L’enquête électronique réalisée en 2018 dans le cadre de cette thèse auprès de 383 patients ayant une LMC, informés de l’existence de l’enquête par l’association de patients LMC France et des hématologues du groupe FiLMC montre que la qualité de vie de ces patients est sensiblement altérée par rapport à celle de la population générale de même sexe et de même âge. Cette altération touche principalement la fonction sociale, le niveau d’activité et la fonction cognitive. La fatigue, la dyspnée et la douleur sont importantes comme en atteste l’écart observé par rapport aux normes en population générale pour ces items. Le score moyen d’utilité (coefficient qui correspond à une valorisation de l’état de santé et qui permet de calculer des QALYs ; la parfaite santé étant valorisée à 1) était de 0,72 (écart-type 0,25) pour les patients ayant une LMC en phase chronique et de 0,84 (0,21) pour les patients en rémission sans traitement. Les symptômes liés à la maladie et/ou aux traitements tels que la fatigue, la dyspnée ou le score composite représentant le fardeau des symptômes étaient des prédicteurs indépendants du score d’utilité. Leurs effets sur le score d’utilité l'emportaient sur l'effet du sexe, du traitement actuel et du nombre de traitements reçus qui n’étaient plus significativement associés au score d’utilité après ajustement sur ces symptômes.

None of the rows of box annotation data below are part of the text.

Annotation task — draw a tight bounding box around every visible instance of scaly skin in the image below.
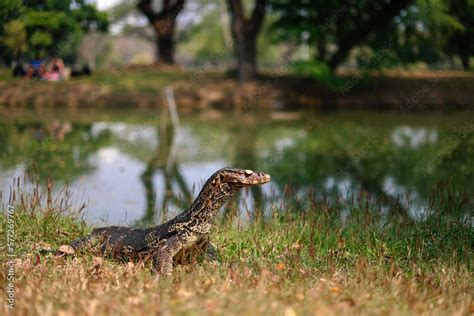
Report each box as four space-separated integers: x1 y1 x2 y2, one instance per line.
67 168 270 274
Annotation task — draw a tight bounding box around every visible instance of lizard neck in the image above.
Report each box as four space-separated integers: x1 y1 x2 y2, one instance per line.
184 183 237 223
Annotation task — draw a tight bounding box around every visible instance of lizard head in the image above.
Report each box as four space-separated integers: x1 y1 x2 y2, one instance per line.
215 168 270 188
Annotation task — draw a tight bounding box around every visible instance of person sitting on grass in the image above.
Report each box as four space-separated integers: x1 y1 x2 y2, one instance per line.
43 57 64 81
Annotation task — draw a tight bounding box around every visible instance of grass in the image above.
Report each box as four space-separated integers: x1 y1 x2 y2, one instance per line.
0 64 474 113
0 179 474 316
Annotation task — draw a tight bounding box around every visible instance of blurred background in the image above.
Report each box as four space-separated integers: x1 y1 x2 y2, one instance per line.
0 0 474 225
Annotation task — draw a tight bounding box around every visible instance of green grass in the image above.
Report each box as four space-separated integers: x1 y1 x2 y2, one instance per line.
0 181 474 315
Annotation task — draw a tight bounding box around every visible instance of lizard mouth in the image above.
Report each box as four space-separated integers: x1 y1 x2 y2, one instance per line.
233 170 271 186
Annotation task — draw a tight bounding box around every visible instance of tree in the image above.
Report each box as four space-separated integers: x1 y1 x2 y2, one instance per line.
0 0 108 62
271 0 413 69
2 20 27 62
138 0 185 65
227 0 267 81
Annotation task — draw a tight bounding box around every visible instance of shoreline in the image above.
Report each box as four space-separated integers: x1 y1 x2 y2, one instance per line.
0 69 474 113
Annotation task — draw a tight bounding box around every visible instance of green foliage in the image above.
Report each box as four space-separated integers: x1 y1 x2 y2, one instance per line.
290 60 345 90
0 0 108 62
271 0 474 68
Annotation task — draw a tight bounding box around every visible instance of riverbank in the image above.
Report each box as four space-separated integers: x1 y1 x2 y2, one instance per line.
0 68 474 113
0 181 474 316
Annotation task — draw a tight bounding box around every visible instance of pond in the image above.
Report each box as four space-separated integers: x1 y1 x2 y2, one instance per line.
0 110 474 225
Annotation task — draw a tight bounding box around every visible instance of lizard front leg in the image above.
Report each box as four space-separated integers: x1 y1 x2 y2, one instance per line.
153 232 196 274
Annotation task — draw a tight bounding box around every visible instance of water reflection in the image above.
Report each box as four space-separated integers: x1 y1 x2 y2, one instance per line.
0 113 474 225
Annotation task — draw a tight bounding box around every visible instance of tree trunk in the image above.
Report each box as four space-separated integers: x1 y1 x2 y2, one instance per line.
234 27 257 81
138 0 185 65
155 23 175 65
459 52 471 71
227 0 266 81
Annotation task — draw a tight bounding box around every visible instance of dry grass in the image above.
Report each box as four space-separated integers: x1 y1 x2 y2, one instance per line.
0 180 474 316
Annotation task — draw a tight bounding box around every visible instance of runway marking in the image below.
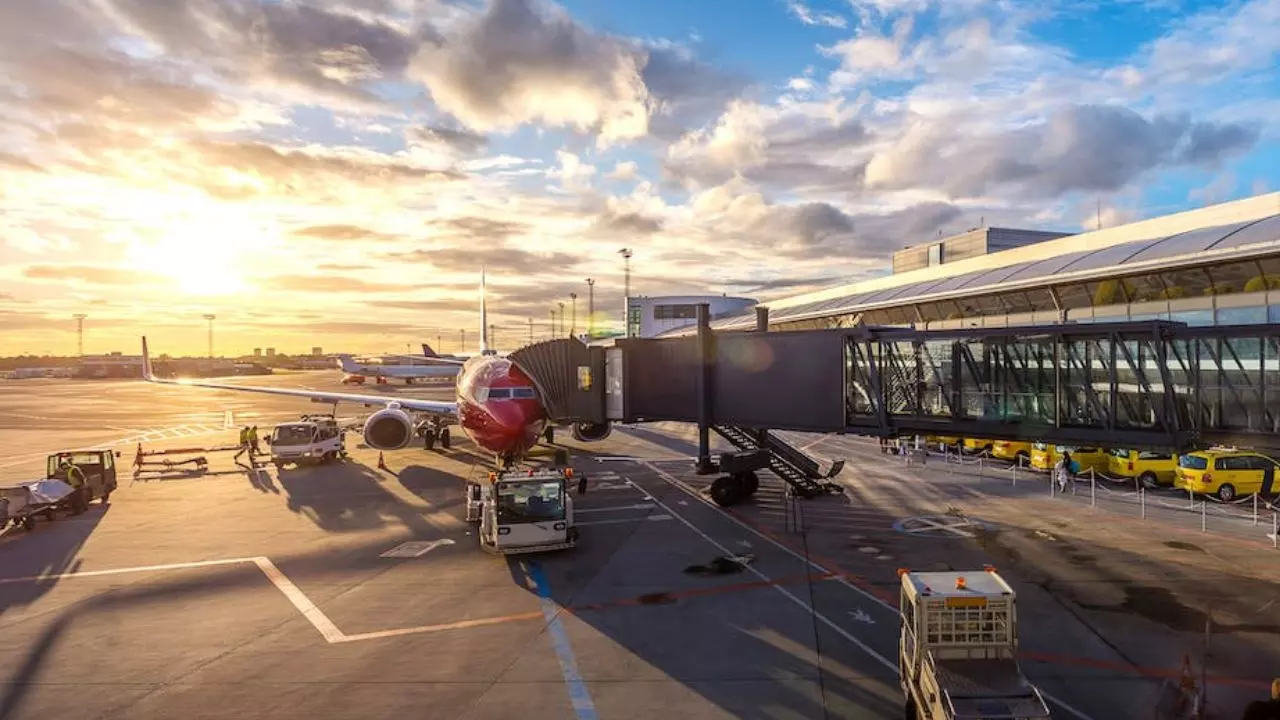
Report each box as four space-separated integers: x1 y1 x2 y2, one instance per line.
379 538 453 557
526 561 599 720
573 514 671 525
644 462 1093 720
573 502 653 515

Cette enquête retrouve par ailleurs une répartition des ITK un peu différente de l’étude faite à partir du SNDS en 2013 et 2014. Les patients ayant répondu à l’enquête étaient

plus de dasatinib (18% versus 16%) et plus de bosutinib (5% versus 0,6%) et de ponatinib (1,8% versus 0,5%). Ces deux derniers traitements n’étaient remboursés par l’assurance maladie en 2014 que dans le cadre du dispositif post ATU. Enfin, dans l’enquête 9% des patients ne prenaient plus aucun traitement pour la LMC tandis que le pourcentage de patients identifiés comme ayant une LMC dans le SNDS mais ne consommant pas d’ITK en 2014 était de 13%. Outre une modification de la répartition des différents ITK prescrits au cours du temps, des raisons méthodologiques peuvent expliquer ces différences. Premièrement, dans l’enquête réalisée pour évaluer la qualité de vie des patients, on mesure la proportion de patients traités par un ITK donné au moment du remplissage du questionnaire tandis que dans l’étude sur les données du SNDS, il s’agit du pourcentage de patients ayant reçu au moins une délivrance de l’ITK concerné au cours de l’année 2014. Deuxièmement, alors que l’étude basée sur les données du SNDS correspond à des données nationales, l’enquête sur la qualité de vie été réalisée sur une population sélectionnée de patients (patients susceptibles de répondre à une enquête sur internet, en contact avec une association de patients). Troisièmement, les traitements délivrés dans le cadre d’essai clinique ou à des patients résidant en institution ou en EHPAD ne sont pas identifiables dans le SNDS, ce qui pourrait expliquer en partie la proportion plus élevée de patients ne consommant pas d’ITK en 2014 dans le SNDS par rapport aux données de l’enquête.

Cette enquête montre que même dans une population de patients, traités en ambulatoire avec un état de santé leur permettant de répondre à un questionnaire électronique, la qualité de vie est altérée par rapport à la population générale, et ce, après prise en compte de l’effet de l’âge et du sexe. Elle montre aussi que le score d’utilité permet de capturer dans une certaine mesure les effets délétères sur la qualité de vie des symptômes liés à la maladie et aux traitements. Enfin, cette enquête fournit des valeurs d’utilité qui pourront être utilisées dans une perspective d’évaluation de l’efficience des stratégies de traitement de la LMC dans le contexte français.